The Giving Practice consultants have helped lead a dozen “Making the Most of Virtual Meetings” online sessions recently to help you stay effective at collaborating even if you’re not in person. See our tip sheet of seven strategies to help you improve your virtual meetings, whether you’re a facilitator or participant.

These sessions have modeled how it’s possible to have a video call where work gets done and we grow the trust and openness needed to offer one another witness and comfort. This braiding of the personal and professional has served to deepen connection at a time of such disruption.

As TGP was doubling down on the critical need for compassion and connection, we felt distressed as we observed some conflicting takes on appropriate behavior for video meetings such as suggestions for everyone to switch off their video so that others could avoid seeing the interruptions of warmth and humanity represented by children, pets and domestic partners in sweats.

Another emerging issue has been impatience with those who are less tech-savvy or practiced — a new nuance on the digital divide.
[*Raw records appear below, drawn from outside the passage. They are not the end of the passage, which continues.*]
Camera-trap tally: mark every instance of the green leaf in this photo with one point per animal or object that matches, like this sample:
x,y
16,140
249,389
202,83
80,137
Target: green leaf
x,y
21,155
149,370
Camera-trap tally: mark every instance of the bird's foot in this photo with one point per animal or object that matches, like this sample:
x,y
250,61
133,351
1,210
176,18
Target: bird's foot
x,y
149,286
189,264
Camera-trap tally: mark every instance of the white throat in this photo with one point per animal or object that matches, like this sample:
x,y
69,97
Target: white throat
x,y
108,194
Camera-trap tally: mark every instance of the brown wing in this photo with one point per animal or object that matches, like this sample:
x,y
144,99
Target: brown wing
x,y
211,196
As Zoom becomes a new town square, we need to make sure everyone feels invited and confident to participate. And we also need to be sure people feel respected as “zoom exhaustion” takes hold — it can be okay to turn off your video camera, especially if the call is more of a presentation than a conversation.
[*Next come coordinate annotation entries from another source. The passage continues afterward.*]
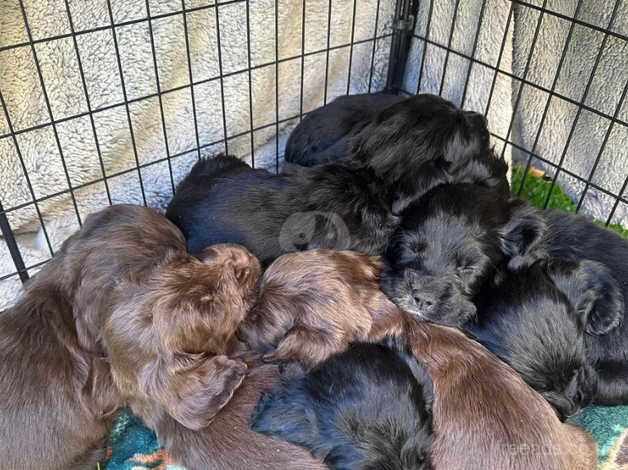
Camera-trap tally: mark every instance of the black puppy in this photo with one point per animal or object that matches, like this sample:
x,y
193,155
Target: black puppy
x,y
529,323
323,135
413,144
369,407
330,206
572,237
449,244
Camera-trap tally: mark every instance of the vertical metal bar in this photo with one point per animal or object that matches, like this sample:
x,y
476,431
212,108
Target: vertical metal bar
x,y
277,86
327,51
49,108
126,101
222,85
14,250
473,50
499,58
424,52
88,101
25,171
191,78
302,59
351,47
602,146
619,195
405,13
583,99
159,97
374,44
248,57
559,68
451,36
526,69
With so much unknowable and on the line, we don’t believe recognizing our screen-shared humanity is a distraction from the work at hand. Far from it. Now is the time to recommit to one another. Now is the time to lean into working in networks, to check in with communities and people whose feet are on the ground in places we can’t leave our home to visit. Now is a time where urgency can open space for innovation and changed practice.

The payoff for inviting full-hearted participation in the solitude of this crisis is that we may prototype a trusted space where diverse voices can be amplified, and we can begin to better harvest the collective wisdom available. Some of you are already noticing advantages as we begin to meet virtually. Morning team huddles are creating alignment and greater intimacy. Managers are finding they listen in a different way during one-on-ones with fewer distractions.

During our sessions, we also saw goofiness in the face of the day’s news. One foundation leader kept giggling after discovering she could change her screen background to outer space. An expert in family homelessness pretended to be a ventriloquist with a doll he spied in a basement corner. We’ve seen reticent colleagues become more comfortable talking about themselves, a reflection of the new unexpected intimacy we have of seeing folks working from their homes. Brené Brown spoke to this spirit of showing up broken and whole:

"The pandemic experience is a massive experiment in collective vulnerability. We can be our worst selves when we’re afraid, or our very best, bravest selves….We don’t have to be scary when we’re scared. Let’s choose awkward, brave and kind."

Awkward, brave and kind is a necessary redefinition of business-as-usual. We have an opportunity in the fever of this crisis to slough off behaviors and norms that no longer serve us. Let’s choose what helps us bring our best selves individually and collectively to the table. That, in turn, will help build the authentic community that will sustain us, our colleagues and the communities we care so deeply about.